Banks have been pressed into service.
BetaShares’ Bassanese says banks will be under pressure to either pass those cuts on or offer something better.
He says profit margins and interest income will suffer for the good of “Team Australia”.
The banks are offering a range of loan holidays, fixed rate mortgage interest rate cuts, and repayment reductions to individuals and small businesses. CBA (ASX:CBA) and Westpac (ASX:WBC) are also lifting 12-month term deposit rates to 1.7 per cent. Only ANZ is lowering its variable mortgage rates.
Regulators are making it easier for banks to participate in the government’s bid to protect business and individuals from going under.
On Friday, the competition regulator allowed 11 banks including the big four to coordinate their efforts to assist small businesses. Normally this would be considered cartel-like behaviour by the ACCC.
Banking regulator APRA has also relaxed its capital holding requirements. Banks are required by law to hold a certain amount of capital in case of a crisis, and Australian banks have typically held more than the minimum requirements, APRA said last week.
“APRA has been pursuing a program to build up the financial strength of the system for many years, when banks had the capacity to do so. As a result, the Australian banking system is well-capitalised by both historical and international standards,” APRA chair Wayne Byres said.
“APRA’s objective in building up this capital strength has been to ensure it is available to be drawn upon if needed in times such as this … even if the banking system utilises some of its current large buffers, it will still be operating comfortably above minimum regulatory requirements.”

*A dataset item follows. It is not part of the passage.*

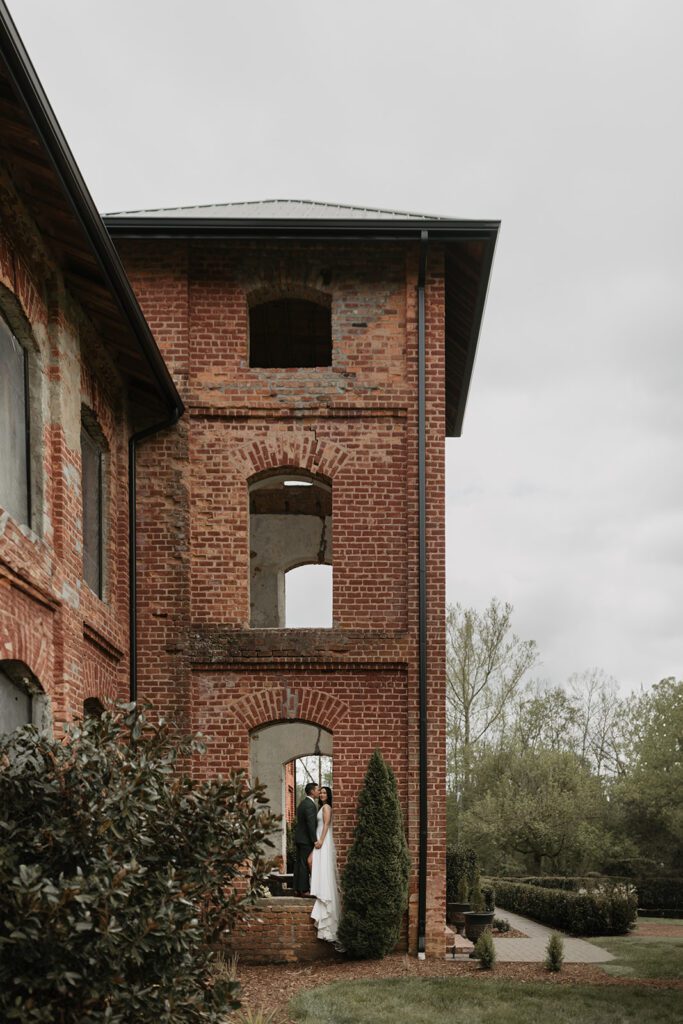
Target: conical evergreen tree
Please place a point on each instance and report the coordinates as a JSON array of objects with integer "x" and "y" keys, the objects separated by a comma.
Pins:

The government is curbing some industries as part of the effort to control the pandemic, such as banning non-residents and non-citizens from entering the country, barring people in Australia from leaving, and limiting the number of people who can meet in one place.
But rather than businesses and employees from those industries being transferred into ‘war time critical’ industries, the government is having to prop them up to ensure they survive until the crisis is over.
Airlines, retail, hospitality, travel agencies and tourism operators, education providers who make money from foreign enrolments, events companies and gyms have been crushed by government efforts to stem the spread of the pandemic.
“For the bulk of people in hospitality and these sorts of industries it’s going to be grim,” Koukoulas says.
“The government will try to look at how you can keep people with some sort of financial security… It’s getting money into the business sector to keep them afloat. If it costs a lot of money, it costs a lot of money. We can clean it up after.”
Politicians and analysts, including US Treasurer Steve Mnuchin, are hoping a recovery after the pandemic will be led by pent-up demand which should drive up inflation and boost economies, as was the case after World War 2.
While companies such as Cochlear (ASX:COH) are relying on this for its hearing implants and it could be the same for flights as people take holidays after months cooped up at home, lost demand in industries such as hospitality cannot be made up later.